“John Crow’s Devil” by Marlon James
I organize a local book group, and while researching our January book, Wise Blood by Flannery O’Connor, I came across this blog entry by author Marlon James. I’d heard of him the year before when his Book of Night Women was a contender in the Tournament of Books and a finalist for the National Book Critics Circle Award. He teaches at Macalester, near where I live, and one of my writing friends is working with him in a writing program through the Loft. So picking one of his books to follow O’Connor’s Wise Blood seemed an obvious choice, and John Crow’s Devil, with its dueling preachers in 50’s Jamaica, made an excellent contrast.
No living thing flew over the village of Gibbeah, neither fowl, nor dove, nor crow.
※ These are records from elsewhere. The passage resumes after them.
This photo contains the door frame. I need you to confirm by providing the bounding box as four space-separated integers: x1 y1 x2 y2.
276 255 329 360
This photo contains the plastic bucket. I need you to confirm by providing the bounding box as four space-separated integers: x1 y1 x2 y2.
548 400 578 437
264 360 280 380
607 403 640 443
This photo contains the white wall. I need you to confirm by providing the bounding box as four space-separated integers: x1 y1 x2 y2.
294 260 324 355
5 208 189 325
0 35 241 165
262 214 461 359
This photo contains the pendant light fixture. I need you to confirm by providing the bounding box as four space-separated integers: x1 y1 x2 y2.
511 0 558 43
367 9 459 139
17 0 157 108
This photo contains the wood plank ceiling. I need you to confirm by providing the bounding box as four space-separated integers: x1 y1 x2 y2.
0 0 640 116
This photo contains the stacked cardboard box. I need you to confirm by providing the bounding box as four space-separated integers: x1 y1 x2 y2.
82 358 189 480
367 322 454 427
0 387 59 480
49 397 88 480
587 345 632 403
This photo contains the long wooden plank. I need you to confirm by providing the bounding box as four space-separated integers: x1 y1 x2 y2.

Yet few looked above, terrified should an omen come in a shriek or flutter. Nothing flew but dust. It slipped through window blades, door cracks, and the lifting clay of rooftops. Dust coated house and ground, shed and tree, machine and vehicle with a blanket of gray. Dust hid blood, but not remembrance.
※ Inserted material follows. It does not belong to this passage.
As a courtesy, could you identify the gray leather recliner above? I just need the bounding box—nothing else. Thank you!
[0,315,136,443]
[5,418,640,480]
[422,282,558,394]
Gibbeah, named after a town in the book of Joshua from the Bible, is a tiny town on a small island, ridden with poverty and secrets. Two men occupy the foreground of the book, while two women support them in the background.
Pastor Bligh is also known as the Rum Preacher, though his drink of choice is whiskey. Yet they were “relieved by Pastor Bligh’s behavior…So tormented was he by his own sin that he could never convict them of theirs.” The pastor is a drunk, but not a bad man. “In a town that preferred things black or white, grayness such as his was not welcome.”
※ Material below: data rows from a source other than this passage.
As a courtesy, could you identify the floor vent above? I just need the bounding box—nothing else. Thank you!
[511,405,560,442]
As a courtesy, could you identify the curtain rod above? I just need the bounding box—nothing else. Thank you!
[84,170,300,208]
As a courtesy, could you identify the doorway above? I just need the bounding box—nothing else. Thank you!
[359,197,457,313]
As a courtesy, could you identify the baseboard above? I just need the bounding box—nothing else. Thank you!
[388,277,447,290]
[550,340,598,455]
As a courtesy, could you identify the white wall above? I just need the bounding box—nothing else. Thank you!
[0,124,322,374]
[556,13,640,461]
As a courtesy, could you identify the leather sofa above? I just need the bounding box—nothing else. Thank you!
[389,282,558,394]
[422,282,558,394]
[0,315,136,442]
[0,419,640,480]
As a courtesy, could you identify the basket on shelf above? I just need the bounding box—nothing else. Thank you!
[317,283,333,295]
It’s no surprise, then, when the villagers are swayed by the appearance of Apostle York, “the other, who led them instead to a light blacker than the thickest darkness” and who “came like a thief on a night colored silver.” He preaches fire and brimstone, and literally kicks Bligh out of his own church.
York is abetted by Lucinda, whose history of abuse and ill treatment makes her worship of the Apostle easier to understand. Bligh is taken in by a widow who feeds him and nurses him as he detoxes from alcohol.
Mr Garvey is the town’s owner, “new kind of Massa”, a “black bastard” who “still had a birthright to money.” Prior to the conflict, Garvey appeared at the church, five mornings a year plus at “funerals of those of stature or those who died under tragic circumstances. Funeral was spectacle in Gibbeah.” Once York appears, Garvey is nowhere to be seen. Is he awaiting the outcome of the clash between York and a soon-rejuvenated Bligh?
Throughout, there is a chorus of town voices, written in a challenging-to-parse Jamaican patois. This shows the town’s point of view, while also injecting the grim narrative with some much-needed humor. Also throughout are birds that are not what they seem. John Crows are vultures, not crows, and its hard to know whose leadership they support. Doves, too, defy expectations in this violent and surprising story.
This is an extraordinary violent story set in Jamaica, which has one of the highest murder rates and is known as one of the most homophobic places on earth. Any redemption in the story comes at great and terrible cost, likely a result of the prejudice and poverty that pervade the fictional Gibbeah of the 50’s and, it could be argued, the Jamaica of the present.
Reaction to the book in our reading group was split, with most disliking it and criticizing it for its unrelenting violence. Yet I appreciated reading such an in-my-face novel of racism and religion after O’Connor’s different take on similar themes of leadership, religion, sin, and redemption.